Fire Burn and Cauldron Bubble: Class Stirs the Pot of Witchcraft’s History
By Laurie Laker ’12
“I’ve taught a number of early modern European history (1300-1900) courses at CC over the years, but witchcraft has never been the sole focus until this block,” explains Tip Ragan, professor of history at Colorado College.
Ragan’s Block 5 class, titled Sorcery, Magic, and Devilry: The History of Witchcraft, explores the dark and often dangerous history of witchcraft. The class examined witchcraft through socio-cultural and historical perspectives, as well as through a more contemporary lens that opened up perspectives on othering, discrimination, and power dynamics.
“Before this year, I had been planning on teaching the traditional Civilization in the West course in Blocks 5 and 6,” explains Ragan.
“When the West in Time requirement was eliminated, I thought that it was an opportunity to develop some new courses, and witchcraft was an area that I’d never exclusively focused on before.”
The class itself comes at a unique moment in history, when all humanities in particular, and the liberal arts in general, feel under attack by the stress on STEM-based programs. Ragan’s argument in teaching this course is simple – “History is more vital now than ever before, because as our society is besieged by the proliferation of “fake news” we need to develop the skills, indeed the wisdom, of learning how to judge basic facts, as best we can, and how to think about them in their larger historical and social contexts. We need to foster, in short, a socially and culturally literate generation of lifelong learners.”
Covering incidents and changes in witchcraft and magic from the 1300s until late-1700s, Ragan’s class contains an incredible range of students from first-years through seniors, from a wide variety of majors, and a diversity of backgrounds.
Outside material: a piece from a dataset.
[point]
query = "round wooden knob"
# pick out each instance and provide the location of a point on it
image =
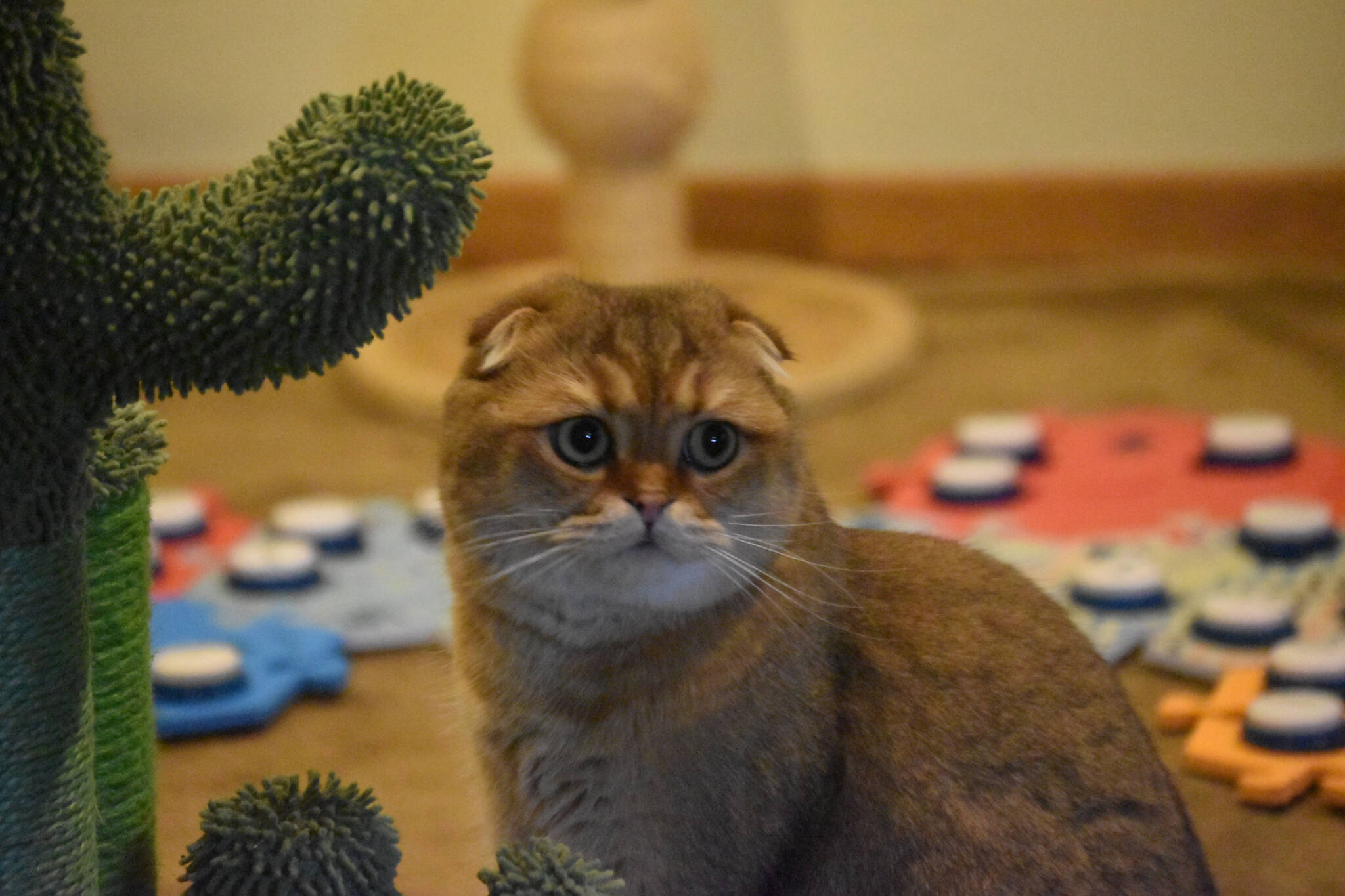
(613, 82)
Within the classroom, students debate what it means to be a practitioner of the “dark arts” and explore how societies around the world, while thinking about who gets to draw the boundaries between magic and other intangible topics, like religion.
“The witch craze, the Salem witch trials – they all overlap with commonalities and intersections of race and power,” says Nayeli Pena ’22, a potential economics major in the class.
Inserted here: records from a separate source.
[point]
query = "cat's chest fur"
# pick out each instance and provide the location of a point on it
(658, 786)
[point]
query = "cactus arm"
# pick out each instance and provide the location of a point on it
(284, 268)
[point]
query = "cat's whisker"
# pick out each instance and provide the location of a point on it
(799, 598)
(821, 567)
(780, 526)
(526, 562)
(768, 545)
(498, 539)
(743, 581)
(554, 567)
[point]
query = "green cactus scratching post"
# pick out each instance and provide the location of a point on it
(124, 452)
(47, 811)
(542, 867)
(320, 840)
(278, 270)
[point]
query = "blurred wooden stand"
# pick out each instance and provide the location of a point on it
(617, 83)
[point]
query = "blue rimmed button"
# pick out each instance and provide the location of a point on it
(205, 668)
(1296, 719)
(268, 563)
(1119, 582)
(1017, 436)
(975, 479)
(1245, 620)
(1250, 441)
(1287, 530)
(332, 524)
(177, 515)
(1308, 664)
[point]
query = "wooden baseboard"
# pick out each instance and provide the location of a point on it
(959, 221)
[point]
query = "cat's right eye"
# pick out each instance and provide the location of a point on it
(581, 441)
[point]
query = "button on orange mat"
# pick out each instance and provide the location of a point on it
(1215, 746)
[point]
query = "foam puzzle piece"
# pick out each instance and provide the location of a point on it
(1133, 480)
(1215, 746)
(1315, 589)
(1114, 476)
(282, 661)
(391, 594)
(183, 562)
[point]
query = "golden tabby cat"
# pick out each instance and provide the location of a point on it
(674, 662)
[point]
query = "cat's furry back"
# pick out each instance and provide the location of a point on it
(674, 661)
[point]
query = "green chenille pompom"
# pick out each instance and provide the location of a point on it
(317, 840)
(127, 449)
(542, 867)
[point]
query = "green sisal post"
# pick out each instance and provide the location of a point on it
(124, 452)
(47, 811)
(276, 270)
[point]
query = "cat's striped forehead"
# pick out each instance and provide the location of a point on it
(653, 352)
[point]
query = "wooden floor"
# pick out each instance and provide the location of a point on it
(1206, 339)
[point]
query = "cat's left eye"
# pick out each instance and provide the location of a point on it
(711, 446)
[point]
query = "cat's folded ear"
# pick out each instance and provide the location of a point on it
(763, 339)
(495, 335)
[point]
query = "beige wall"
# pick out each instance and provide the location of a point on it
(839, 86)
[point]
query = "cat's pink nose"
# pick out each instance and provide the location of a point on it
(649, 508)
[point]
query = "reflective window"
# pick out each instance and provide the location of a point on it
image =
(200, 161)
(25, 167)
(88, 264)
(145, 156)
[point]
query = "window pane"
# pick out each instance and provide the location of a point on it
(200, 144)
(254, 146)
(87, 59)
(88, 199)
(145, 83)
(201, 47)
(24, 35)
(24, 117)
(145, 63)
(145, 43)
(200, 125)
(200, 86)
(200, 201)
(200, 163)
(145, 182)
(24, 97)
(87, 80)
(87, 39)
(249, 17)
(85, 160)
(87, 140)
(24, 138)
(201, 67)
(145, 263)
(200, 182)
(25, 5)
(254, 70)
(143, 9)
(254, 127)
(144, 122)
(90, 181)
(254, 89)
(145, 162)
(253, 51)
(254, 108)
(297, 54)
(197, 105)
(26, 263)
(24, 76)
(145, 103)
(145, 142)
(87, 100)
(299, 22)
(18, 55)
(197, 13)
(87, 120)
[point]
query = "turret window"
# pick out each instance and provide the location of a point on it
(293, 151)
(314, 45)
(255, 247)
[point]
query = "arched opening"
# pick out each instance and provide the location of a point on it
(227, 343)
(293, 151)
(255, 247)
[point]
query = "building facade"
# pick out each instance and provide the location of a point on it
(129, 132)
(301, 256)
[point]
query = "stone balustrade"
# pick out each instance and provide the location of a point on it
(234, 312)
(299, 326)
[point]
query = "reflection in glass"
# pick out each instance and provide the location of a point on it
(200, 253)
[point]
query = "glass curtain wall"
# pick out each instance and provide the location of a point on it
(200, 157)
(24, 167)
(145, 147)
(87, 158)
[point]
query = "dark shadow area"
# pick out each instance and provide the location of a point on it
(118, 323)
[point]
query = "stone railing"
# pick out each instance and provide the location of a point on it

“The material is really interesting, not only because of the focus, but also because I can apply it directly to my life – who gets the power to make the decisions, how people are othered by society, and how difference is demonized – it’s all relevant today,” Pena adds.
Utilizing primary source material as well as more contemporary expressions or portrayals of witchcraft - including film screenings as well a classroom visitor who practices Pagan natural religion – the class is a lively and hotly contested space. Far beyond simple historical examination, one thing that Ragan aims with this course is to present witchcraft as part of culture and society, not something that stands outside of them.
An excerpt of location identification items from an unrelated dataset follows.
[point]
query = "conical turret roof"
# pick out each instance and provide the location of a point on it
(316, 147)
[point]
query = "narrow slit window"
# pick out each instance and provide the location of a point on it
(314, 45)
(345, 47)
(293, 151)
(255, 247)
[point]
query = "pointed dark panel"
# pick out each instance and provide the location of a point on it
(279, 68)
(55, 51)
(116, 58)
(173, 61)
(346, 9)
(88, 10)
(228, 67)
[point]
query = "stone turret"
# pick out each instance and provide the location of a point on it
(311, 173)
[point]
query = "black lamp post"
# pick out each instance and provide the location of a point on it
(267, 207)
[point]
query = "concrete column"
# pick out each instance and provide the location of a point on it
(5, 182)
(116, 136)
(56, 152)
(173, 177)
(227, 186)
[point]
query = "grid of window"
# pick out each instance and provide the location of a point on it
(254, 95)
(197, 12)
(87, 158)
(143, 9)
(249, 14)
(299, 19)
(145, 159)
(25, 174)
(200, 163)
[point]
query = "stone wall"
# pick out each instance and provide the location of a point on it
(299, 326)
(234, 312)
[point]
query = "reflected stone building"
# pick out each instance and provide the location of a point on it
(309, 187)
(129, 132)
“Until the 17th century, there was very little distinction between what we now call chemistry and what we would label as alchemy or magic,” he explains.
“Medieval society in particular was an integrated space, where science, religion, magic, and emotion all overlapped and intersected. Witchcraft per se is invented when people in power separate it out as a category of being and layer on misogyny, anti-Semitism, and racism onto it.”
As a 100-level class, witchcraft acts as a topical lens through which to incorporate different analytical tools, such as psychoanalysis, literary theory, feminist thought, and Marxism to help students (and professor) understand the land of the occult, as well as how some societies have come to depend on witchcraft while others police it relentlessly. Examining that crux of difference is key.
“It’s a very liberal arts class,” says Henry Rose ’21, a computer science major.
“It gives us such a rich knowledge base on how to do critical and in-depth readings, examine texts and pull arguments out. My area, computer science, is far more problem-solving work, so this class was really great to round out my CC learning experience.”